The Bahamian attorneys filed an emergency motion with a Delaware bankruptcy judge requesting access to FTX’s customer database to aid their ongoing investigations. The motion highlighted previous failed attempts to access the defunct crypto exchange’s database. As a result, the lawyers claimed that FTX employees and counsel prevented authorities from getting critical financial information.
The database in question is reportedly stored on Amazon Web Services (AWS) and Google Cloud Portal databases, which include personal information such as wallet addresses, customer balances, deposit and withdrawal records, trades and accounting data. According to the lawyers, the U.S. bankruptcy proceedings will “suffer no harm or hardship if this relief is granted.”

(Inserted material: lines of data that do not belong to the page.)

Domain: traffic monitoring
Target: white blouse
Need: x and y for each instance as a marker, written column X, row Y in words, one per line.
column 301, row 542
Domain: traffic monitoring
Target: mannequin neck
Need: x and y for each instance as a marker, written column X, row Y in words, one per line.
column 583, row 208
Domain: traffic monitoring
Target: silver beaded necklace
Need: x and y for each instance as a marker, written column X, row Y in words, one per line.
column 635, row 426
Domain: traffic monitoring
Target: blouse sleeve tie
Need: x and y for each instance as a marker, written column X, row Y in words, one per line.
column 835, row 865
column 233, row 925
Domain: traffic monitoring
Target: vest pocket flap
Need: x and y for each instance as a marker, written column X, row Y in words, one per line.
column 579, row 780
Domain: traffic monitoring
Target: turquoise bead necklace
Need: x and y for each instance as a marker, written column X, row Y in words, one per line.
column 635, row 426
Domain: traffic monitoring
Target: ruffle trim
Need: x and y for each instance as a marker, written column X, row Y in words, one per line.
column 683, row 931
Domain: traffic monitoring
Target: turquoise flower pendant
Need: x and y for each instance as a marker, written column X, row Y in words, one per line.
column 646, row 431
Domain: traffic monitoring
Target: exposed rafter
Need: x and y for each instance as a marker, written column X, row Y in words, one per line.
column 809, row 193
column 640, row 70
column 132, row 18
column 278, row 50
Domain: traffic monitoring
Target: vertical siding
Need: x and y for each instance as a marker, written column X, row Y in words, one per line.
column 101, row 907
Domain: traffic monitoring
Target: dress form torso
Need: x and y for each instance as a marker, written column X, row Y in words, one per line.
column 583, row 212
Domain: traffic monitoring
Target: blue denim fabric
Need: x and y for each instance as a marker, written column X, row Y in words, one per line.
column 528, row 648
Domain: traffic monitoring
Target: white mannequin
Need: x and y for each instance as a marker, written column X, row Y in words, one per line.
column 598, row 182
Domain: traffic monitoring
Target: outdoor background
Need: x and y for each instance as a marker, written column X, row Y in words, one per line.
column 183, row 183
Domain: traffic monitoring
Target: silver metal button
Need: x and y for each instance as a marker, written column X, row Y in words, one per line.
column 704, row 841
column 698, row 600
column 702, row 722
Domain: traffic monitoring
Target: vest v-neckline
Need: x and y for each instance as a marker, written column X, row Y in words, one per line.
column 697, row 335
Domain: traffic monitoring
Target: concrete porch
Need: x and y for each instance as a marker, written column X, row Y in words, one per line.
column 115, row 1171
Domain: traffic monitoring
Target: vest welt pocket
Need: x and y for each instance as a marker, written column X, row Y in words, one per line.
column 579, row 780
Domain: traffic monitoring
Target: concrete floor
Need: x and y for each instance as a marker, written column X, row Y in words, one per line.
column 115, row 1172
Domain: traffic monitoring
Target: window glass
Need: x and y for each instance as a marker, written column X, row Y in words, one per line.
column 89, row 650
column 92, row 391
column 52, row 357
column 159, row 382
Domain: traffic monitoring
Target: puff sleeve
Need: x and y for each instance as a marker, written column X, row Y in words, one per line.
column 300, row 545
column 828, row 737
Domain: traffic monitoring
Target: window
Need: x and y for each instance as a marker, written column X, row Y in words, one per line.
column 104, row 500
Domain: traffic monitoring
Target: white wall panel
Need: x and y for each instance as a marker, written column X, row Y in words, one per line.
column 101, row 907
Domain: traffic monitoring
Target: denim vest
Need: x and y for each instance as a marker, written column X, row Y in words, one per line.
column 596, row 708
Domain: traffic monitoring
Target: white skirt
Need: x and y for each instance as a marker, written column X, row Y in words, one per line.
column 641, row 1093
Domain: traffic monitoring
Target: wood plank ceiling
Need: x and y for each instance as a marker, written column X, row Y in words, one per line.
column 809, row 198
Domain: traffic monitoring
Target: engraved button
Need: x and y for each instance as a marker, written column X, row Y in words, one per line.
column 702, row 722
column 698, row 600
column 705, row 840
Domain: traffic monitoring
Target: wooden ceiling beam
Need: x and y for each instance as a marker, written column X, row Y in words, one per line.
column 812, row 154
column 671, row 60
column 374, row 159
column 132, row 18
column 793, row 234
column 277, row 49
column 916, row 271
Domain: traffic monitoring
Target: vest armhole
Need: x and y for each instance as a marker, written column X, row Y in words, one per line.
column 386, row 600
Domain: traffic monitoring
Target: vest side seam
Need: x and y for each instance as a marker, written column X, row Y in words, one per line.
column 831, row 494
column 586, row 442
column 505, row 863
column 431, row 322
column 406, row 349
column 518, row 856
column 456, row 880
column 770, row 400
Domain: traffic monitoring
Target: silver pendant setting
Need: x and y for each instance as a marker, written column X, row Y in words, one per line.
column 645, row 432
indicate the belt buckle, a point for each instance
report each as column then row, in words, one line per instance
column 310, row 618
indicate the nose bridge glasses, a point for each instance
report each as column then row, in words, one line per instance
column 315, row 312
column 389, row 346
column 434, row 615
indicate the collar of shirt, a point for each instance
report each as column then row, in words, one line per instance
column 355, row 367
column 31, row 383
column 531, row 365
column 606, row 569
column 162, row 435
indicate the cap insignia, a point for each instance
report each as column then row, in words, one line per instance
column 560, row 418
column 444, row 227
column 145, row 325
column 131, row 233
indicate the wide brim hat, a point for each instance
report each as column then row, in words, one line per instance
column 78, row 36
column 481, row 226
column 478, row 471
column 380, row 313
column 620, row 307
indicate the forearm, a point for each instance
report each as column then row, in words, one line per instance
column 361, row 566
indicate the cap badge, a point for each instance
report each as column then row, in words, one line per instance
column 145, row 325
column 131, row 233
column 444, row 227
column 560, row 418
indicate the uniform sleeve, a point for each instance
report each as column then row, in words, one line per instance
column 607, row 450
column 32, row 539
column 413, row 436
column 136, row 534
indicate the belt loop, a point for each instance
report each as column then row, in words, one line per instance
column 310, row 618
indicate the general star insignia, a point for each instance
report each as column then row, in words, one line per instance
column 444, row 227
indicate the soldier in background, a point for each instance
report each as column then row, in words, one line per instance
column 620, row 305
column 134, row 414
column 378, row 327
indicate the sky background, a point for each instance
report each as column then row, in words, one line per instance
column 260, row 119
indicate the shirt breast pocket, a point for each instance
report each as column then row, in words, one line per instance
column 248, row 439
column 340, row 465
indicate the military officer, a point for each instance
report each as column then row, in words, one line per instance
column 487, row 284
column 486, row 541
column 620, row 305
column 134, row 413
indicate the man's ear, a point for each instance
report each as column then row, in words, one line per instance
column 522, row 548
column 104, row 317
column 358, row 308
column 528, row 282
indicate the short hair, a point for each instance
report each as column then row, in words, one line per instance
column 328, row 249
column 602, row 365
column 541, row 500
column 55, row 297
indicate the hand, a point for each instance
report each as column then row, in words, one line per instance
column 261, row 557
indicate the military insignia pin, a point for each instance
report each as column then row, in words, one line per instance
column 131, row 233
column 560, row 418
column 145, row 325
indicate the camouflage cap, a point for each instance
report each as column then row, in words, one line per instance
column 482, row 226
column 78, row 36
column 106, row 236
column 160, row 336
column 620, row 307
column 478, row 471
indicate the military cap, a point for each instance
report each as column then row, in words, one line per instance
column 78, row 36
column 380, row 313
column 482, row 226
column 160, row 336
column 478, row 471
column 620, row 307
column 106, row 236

While AWS was used to store customer information, FTX used Google services as an analytics platform for data of users residing outside of the United States. According to the filing sourced by CNBC:
“While the Joint Provisional Liquidators are happy to engage in dialogue with the U.S. Debtors, their refusal to promptly restore access has frustrated the ability of the Joint Provisional Liquidators to carry out their duties under Bahamian law and placed FTX Digital’s assets at risk of dissipation.”
The latest domino effect of FTX fraud was felt by media outlet The Block, which had failed to disclose funding from Alameda Research. The Block CEO Mike McCaffrey stepped down from his position after failing to disclose $27 million loans from FTX‘s sister firm Alameda Research.
Related: CZ and SBF duke it out on Twitter over failed FTX/Binance deal
On Dec. 7, the new management team of FTX reportedly hired a team of financial forensic investigators to track down the missing customer funds exceeding $450 million in cryptocurrencies.
As previously reported by Cointelegraph, the forensics firm is tasked with conducting “asset-tracing” to identify and recover the missing digital assets and will complement the restructuring work being undertaken by FTX.